Migration:Auf Kosten der Kinder

Seit Monaten sitzen minderjährige Migranten in Ceuta fest. Nun zeichnet sich eine Lösung ab. Doch eine Rückkehr in ihr altes Leben ist für viele Kinder und Jugendliche keine Option.

Von Karin Janker

Es war ein zynisches Spiel, das Marokko Mitte Mai mit rund 10 000 Menschen getrieben hat: Für ein paar Stunden hinderte kein Grenzbeamter auf marokkanischer Seite einen daran, die Grenze zur spanische Exklave Ceuta zu überqueren. Tausende folgten dem Ruf, Marokko hatte ein Exempel statuiert und den Druck auf Spanien erhöht. Die meisten Migranten wurden sofort wieder abgeschoben. Doch für die besonders Vulnerablen, die Kinder und Jugendlichen, ging das zynische Spiel in die Verlängerung.

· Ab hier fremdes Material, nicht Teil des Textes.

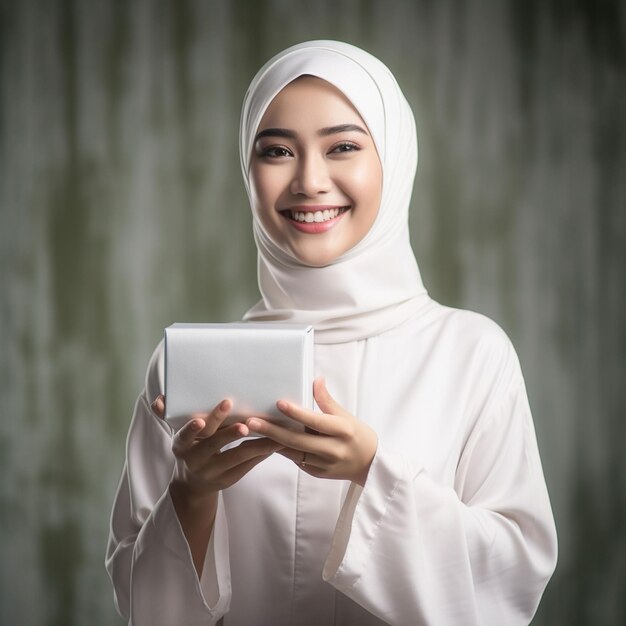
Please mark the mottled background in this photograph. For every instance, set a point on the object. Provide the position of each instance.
(122, 210)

Diese zog sich über die vergangenen drei Monate hin, Hunderte unbegleitete Minderjährige saßen in Ceuta fest. Ohne angemessene Unterkunft, vor allem aber ohne Perspektive. Weder vorwärts noch zurück ging es für sie, solange Spanien und Marokko im Clinch lagen.

Nun scheint ein Durchbruch in der diplomatischen Krise erreicht zu sein, ein Abkommen zur Rückführung getroffen. Die sich abzeichnende Lösung ist ein Erfolg, doch dieser darf nicht auf Kosten der Kinder gehen. Für manche von ihnen ist die Rückkehr in ihr altes Leben keine Option: Rund ein Viertel der Minderjährigen flüchtete vor Gewalt, einige Mädchen vor einer Zwangsheirat, berichten die Helfer in Ceuta. Ob bei den nun begonnenen Massenabschiebungen auf jeden dieser kritischen Fälle eingegangen werden kann, muss bezweifelt werden.